愛しい彼女と、俺たちの自由な未来を守るため。銀狼の騎士は、再びその牙を剥き出しにする時を迎えていた。

「……我が集落の土を踏むなと言ったはずだ、人間の王室の犬ども」
集落の門の前に立ちふさがる俺の声は、すでに人間の言葉の範疇を超えていた。
目の前には、白銀のローブを纏った王室魔術師たちが五人。彼らの背後には、武装した精鋭騎士団が展開している。
「獣人よ。我々は『聖女の再来』と呼ばれるその女を連れ戻しに来た。
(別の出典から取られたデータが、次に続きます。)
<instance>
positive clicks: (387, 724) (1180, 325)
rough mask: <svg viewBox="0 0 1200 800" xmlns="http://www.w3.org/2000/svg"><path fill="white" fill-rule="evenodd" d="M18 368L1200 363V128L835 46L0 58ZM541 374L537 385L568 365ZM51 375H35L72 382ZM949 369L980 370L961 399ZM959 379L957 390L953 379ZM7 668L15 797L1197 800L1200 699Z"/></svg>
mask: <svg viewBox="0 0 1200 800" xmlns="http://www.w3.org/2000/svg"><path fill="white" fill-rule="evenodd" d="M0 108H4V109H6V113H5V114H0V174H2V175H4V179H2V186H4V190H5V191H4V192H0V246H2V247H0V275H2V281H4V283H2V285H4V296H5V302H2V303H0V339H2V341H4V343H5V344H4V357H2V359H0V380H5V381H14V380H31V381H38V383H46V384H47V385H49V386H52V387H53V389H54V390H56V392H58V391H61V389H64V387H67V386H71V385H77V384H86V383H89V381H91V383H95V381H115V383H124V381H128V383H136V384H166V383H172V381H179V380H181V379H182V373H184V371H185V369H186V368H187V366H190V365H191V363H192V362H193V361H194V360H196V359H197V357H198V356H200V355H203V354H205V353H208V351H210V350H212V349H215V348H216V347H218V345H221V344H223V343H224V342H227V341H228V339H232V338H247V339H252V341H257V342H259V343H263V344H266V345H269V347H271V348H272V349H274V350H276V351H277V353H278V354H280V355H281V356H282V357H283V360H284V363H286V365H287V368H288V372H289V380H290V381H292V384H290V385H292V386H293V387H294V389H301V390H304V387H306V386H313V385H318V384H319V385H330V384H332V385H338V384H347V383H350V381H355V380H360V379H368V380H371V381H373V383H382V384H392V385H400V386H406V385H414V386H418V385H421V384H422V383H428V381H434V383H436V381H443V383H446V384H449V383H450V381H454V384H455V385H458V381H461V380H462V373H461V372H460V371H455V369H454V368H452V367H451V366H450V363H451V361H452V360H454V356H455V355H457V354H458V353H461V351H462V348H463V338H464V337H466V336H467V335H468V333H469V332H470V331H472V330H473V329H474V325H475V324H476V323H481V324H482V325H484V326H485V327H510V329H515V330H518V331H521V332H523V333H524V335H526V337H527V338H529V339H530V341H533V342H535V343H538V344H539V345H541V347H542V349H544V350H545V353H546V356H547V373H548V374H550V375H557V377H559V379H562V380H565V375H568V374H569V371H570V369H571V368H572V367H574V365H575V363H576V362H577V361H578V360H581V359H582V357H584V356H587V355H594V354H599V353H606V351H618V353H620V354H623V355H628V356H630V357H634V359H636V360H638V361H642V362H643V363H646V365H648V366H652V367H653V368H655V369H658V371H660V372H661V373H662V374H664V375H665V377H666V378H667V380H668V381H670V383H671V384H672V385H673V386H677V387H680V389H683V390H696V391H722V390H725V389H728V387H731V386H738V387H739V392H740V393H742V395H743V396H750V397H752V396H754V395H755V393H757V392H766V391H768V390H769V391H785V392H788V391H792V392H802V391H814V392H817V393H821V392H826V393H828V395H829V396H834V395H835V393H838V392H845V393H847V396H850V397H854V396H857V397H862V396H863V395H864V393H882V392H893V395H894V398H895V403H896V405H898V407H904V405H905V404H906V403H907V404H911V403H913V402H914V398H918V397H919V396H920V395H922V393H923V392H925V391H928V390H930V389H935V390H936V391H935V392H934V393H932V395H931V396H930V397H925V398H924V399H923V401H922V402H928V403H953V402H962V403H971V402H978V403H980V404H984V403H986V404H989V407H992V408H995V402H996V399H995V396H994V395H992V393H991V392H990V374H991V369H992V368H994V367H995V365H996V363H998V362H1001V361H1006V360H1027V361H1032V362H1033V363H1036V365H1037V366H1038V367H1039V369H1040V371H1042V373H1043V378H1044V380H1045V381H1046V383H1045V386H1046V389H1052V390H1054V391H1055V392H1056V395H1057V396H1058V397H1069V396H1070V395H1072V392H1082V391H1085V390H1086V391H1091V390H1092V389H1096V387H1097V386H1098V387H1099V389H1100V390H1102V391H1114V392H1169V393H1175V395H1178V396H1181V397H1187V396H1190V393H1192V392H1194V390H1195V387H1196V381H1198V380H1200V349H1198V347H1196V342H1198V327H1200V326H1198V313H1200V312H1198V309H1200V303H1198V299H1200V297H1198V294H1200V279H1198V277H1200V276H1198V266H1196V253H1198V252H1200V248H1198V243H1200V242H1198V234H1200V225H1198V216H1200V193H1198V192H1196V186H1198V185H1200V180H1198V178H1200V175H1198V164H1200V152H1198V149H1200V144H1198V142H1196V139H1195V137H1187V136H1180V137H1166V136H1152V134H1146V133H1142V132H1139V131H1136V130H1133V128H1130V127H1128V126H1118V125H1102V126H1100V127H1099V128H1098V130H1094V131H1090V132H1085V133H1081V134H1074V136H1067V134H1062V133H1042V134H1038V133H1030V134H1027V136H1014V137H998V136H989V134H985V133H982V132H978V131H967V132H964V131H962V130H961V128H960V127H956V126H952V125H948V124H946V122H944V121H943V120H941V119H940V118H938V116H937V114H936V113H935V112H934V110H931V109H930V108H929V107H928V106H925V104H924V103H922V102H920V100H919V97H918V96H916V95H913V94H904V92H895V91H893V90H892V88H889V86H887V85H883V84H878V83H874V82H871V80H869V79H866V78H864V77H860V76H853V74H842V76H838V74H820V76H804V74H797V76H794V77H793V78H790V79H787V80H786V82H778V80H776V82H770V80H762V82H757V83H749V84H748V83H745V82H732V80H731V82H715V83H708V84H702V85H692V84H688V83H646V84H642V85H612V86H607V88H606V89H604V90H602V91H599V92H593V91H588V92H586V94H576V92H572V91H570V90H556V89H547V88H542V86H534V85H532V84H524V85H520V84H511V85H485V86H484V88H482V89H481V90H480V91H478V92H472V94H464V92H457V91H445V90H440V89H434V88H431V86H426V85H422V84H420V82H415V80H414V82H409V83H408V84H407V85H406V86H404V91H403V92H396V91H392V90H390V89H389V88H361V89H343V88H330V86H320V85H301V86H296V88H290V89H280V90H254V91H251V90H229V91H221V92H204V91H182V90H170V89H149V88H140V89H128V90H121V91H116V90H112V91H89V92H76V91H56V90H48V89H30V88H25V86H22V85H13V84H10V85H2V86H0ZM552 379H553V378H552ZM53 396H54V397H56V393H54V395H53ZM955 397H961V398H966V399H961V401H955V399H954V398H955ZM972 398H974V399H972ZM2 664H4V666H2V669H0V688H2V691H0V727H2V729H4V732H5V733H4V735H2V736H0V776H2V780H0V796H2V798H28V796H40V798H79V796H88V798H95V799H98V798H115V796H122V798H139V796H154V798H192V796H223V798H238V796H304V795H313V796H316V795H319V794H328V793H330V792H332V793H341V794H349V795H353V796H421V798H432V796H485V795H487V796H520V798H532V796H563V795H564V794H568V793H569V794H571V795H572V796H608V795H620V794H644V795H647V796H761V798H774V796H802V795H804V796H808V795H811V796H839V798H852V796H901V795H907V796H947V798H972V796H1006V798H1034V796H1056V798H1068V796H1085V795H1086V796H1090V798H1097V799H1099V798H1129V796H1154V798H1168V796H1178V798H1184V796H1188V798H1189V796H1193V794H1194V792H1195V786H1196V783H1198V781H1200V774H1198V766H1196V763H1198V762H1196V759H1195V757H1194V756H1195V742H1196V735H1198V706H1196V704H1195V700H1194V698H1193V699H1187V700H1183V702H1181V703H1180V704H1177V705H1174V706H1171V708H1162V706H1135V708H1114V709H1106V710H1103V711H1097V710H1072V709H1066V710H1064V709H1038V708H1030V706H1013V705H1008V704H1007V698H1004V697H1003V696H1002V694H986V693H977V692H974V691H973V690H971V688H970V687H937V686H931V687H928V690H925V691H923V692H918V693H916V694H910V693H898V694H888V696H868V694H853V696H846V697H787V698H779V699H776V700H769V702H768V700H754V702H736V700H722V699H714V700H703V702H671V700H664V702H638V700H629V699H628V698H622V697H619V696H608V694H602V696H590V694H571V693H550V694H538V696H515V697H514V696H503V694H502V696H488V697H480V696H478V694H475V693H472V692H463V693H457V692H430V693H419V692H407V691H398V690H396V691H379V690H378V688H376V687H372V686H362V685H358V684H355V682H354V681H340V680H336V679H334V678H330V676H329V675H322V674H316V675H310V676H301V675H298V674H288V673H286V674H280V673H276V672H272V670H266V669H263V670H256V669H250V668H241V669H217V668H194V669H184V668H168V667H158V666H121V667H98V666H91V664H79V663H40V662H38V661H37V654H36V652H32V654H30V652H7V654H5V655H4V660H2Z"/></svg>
貴様らのような蛮族に、国家の駒を管理する資格はない」
魔術師の傲慢な言葉に、俺の理性がプツリと音を立てて切れた。
その瞬間、俺の身体が銀の光を纏って膨張し、人間離れした鋭い爪と牙が剥き出しになる。
「――グォォォォォォォォォォッ!!」
魂を震わせる、本物の『銀狼』の咆哮。
それはただの威嚇ではない。周囲の空気を振動させ、彼らの魔力回路を直接断ち切るほどの、獣の王の呪縛にも等しい震源だった。精鋭騎士たちが一斉に膝をつき、魔術師たちすら顔を青ざめて耳を押さえる。
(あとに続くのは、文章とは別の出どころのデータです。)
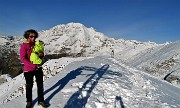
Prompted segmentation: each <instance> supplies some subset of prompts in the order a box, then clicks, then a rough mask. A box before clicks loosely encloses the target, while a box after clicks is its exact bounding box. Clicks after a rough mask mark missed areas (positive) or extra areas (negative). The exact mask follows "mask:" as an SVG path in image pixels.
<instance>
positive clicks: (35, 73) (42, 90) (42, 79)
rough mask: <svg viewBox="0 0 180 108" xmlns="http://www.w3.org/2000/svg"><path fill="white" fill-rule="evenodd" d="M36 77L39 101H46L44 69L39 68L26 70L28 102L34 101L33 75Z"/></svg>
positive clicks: (26, 98)
mask: <svg viewBox="0 0 180 108" xmlns="http://www.w3.org/2000/svg"><path fill="white" fill-rule="evenodd" d="M34 76H35V78H36V83H37V93H38V102H43V101H44V93H43V92H44V88H43V71H42V69H38V70H36V71H31V72H24V77H25V80H26V99H27V102H32V88H33V77H34Z"/></svg>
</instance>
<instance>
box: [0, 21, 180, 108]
mask: <svg viewBox="0 0 180 108" xmlns="http://www.w3.org/2000/svg"><path fill="white" fill-rule="evenodd" d="M0 39H1V41H0V47H1V48H2V49H0V50H1V53H2V52H3V50H4V49H6V50H9V49H8V48H13V49H14V50H15V51H17V53H18V54H19V48H20V44H21V43H22V41H23V38H22V37H6V36H0ZM37 39H38V40H42V41H44V42H45V54H47V55H48V54H58V53H59V52H62V51H65V53H68V54H78V53H82V52H83V55H82V56H83V57H79V58H68V57H64V58H60V59H52V60H49V61H47V62H46V63H45V64H44V65H43V70H44V90H45V92H44V93H45V99H46V102H48V103H50V104H51V105H50V108H63V107H65V108H82V107H85V108H125V107H127V108H180V65H179V64H180V41H179V40H177V41H176V42H167V43H164V44H156V43H154V42H139V41H136V40H125V39H118V40H116V39H114V38H109V37H107V36H105V35H104V34H103V33H100V32H96V31H95V29H94V28H92V27H91V28H87V27H85V26H84V25H82V24H80V23H68V24H66V25H64V24H61V25H57V26H55V27H53V28H51V29H49V30H43V31H40V32H39V38H37ZM65 49H66V50H65ZM10 50H11V49H10ZM112 51H114V54H113V55H112ZM1 53H0V56H3V55H2V54H1ZM110 57H112V58H110ZM169 73H171V74H172V75H174V76H175V79H174V80H173V81H172V82H171V84H173V85H171V84H170V83H168V82H167V81H164V80H162V79H163V78H164V77H165V76H166V75H167V74H169ZM1 79H3V82H4V81H5V83H3V84H1V85H0V108H24V107H25V104H26V102H25V101H26V99H25V79H24V76H23V74H20V75H18V76H17V77H15V78H13V79H12V78H10V77H9V75H1V76H0V80H1ZM0 83H1V82H0ZM34 85H36V84H35V81H34ZM36 93H37V89H36V86H34V87H33V98H34V101H33V102H34V108H39V106H38V105H37V94H36Z"/></svg>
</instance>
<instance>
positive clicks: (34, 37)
mask: <svg viewBox="0 0 180 108" xmlns="http://www.w3.org/2000/svg"><path fill="white" fill-rule="evenodd" d="M29 37H30V38H37V36H29Z"/></svg>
「俺の番に指一本触れさせるか。……神だろうが王だろうが、俺の銀の牙でその喉元を噛み砕いてやる!」
俺は一気に地を蹴り、光速の残像を残して先頭の魔術師へと肉薄した。
殺意を隠すつもりなどない。俺が求めているのは、我が番が二度と自由を奪われないための、徹底的な排除だ。